Ethicaldigest

Dr. dr. Budi Wiweko, SpOG(K)

Banyak pasutri yang sudah menikah bertahun-tahun tetapi belum mendapat momongan. Di sisi lain, ada pasangan yang isterinya sudah berumur di atas 40 tahun hamil dan melahirkan dengan mudah. Kondisi yang dijumpai di Klinik Yasmin, Rumah Sakit Cipto Mangunkusumo (RSCM), Jakarta, ini memunculkan berbagai pertanyaan di benak Dr. dr. Budi Wiweko, SpOG(K).

Misalnya, kapan sebetulnya waktu yang pas bagi seorang perempuan untuk bisa hamil? Apakah itu berhubungan dengan usia, berat badan serta kondisi fisik lain? Ia mencari biomarker yang tepat untuk mengetahui hal tersebut. Kemudian dilakukan penelitian pada 2007-2008. Kebetulan, saat itu dunia kesehatan tengah menaruh perhatian pada anti-mullerian hormone (AMH). Yakni senyawa glikoprotein yang diproduksi sel granulosa folikel yang mengelilingi sel telur.

Dalam penelitian tersebut Dr. dr. Wiweko berinisiatif menerapkan AMH di Indonesia. Dia meneliti fungsi AMH serta pengaruhnya pada kehamilan. Hal itu dilakukannya terhadap 1.616 pasien perempuan.

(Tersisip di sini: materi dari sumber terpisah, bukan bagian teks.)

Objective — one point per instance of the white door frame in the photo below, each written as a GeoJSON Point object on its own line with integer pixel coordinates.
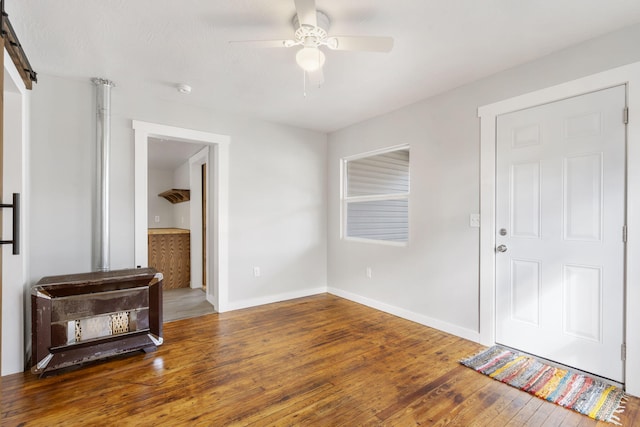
{"type": "Point", "coordinates": [195, 215]}
{"type": "Point", "coordinates": [217, 294]}
{"type": "Point", "coordinates": [16, 300]}
{"type": "Point", "coordinates": [628, 75]}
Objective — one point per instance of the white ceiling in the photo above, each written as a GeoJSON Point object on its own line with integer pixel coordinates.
{"type": "Point", "coordinates": [439, 44]}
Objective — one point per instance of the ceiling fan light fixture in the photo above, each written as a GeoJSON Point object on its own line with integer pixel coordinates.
{"type": "Point", "coordinates": [310, 58]}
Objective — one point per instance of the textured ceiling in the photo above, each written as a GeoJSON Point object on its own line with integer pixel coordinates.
{"type": "Point", "coordinates": [155, 44]}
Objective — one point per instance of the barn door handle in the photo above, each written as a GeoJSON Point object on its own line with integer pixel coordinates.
{"type": "Point", "coordinates": [16, 223]}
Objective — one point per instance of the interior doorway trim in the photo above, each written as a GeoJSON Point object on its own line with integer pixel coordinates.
{"type": "Point", "coordinates": [628, 75]}
{"type": "Point", "coordinates": [217, 293]}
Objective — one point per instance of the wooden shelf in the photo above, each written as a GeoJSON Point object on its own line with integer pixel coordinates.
{"type": "Point", "coordinates": [176, 195]}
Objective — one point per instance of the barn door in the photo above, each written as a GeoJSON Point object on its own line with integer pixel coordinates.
{"type": "Point", "coordinates": [560, 217]}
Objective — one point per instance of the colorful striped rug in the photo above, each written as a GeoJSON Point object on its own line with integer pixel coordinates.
{"type": "Point", "coordinates": [583, 394]}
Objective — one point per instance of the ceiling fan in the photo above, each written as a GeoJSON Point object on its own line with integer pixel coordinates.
{"type": "Point", "coordinates": [311, 28]}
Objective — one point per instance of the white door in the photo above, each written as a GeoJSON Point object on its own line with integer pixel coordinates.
{"type": "Point", "coordinates": [560, 213]}
{"type": "Point", "coordinates": [14, 285]}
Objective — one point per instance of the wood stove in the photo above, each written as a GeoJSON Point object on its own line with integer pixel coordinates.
{"type": "Point", "coordinates": [84, 317]}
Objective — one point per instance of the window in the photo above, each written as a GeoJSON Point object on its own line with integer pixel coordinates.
{"type": "Point", "coordinates": [375, 202]}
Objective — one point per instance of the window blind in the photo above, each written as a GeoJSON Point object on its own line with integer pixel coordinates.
{"type": "Point", "coordinates": [377, 190]}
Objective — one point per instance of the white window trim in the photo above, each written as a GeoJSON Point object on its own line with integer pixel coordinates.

Setiap pasien yang datang berobat diminta menjalani tes darah. Seluruh kadar AMH dalam tubuh pasien dicatat, kemudian dicocokkan dengan jumlah sel telur yang dimiliki.

Diakui hal itu tidak mudah. Banyak pihak yang meragukan penelitiannya bisa sukses. Beberapa rekan sejawat juga bersikap skeptis. “Namanya juga pemeriksaan pertama,” ujarnya. “Memang agak susah dan banyak yang meragukan.”

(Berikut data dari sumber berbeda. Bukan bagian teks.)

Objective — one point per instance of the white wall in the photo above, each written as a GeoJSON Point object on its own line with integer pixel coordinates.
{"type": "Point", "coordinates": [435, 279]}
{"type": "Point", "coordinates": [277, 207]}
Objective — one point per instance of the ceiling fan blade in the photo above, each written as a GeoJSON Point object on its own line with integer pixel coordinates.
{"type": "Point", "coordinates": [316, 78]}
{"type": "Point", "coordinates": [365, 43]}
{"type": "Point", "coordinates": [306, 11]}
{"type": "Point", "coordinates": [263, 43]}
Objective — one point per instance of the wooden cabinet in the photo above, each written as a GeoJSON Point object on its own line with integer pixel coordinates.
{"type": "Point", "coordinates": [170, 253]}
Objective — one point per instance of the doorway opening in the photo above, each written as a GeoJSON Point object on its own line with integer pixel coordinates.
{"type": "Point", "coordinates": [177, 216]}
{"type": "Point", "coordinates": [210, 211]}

Kini dr. Wiweko, sudah mengembangkan normogram AMH, berdasarkan kelompok umur. Hal ini  dapat dijadikan patokan untuk mengetahui umur biologis. “Untuk bisa hamil, seorang perempuan setidaknya harus memiliki 1,4 nanogram per milimeter (mg/mL).

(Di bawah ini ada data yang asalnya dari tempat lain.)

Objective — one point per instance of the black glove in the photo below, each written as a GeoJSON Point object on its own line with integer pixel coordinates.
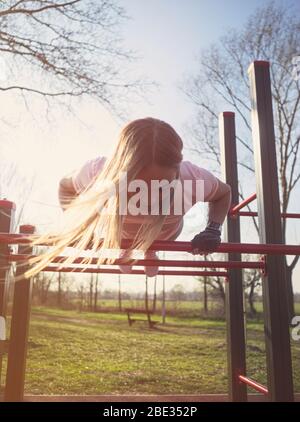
{"type": "Point", "coordinates": [207, 240]}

Normogram AMH yang dikembangkan tahun 2013, merupakan aplikasi berbasis android dengan nama “Indonesian Kalkulator of Oocytes – IKO”. Aplikasi ini dapat menjadi panduan bagi pasien dan dokter, untuk mengetahui kapan saat yang tepat bagi seorang perempuan untuk hamil. Aplikasi ini dapat diunduh di google play.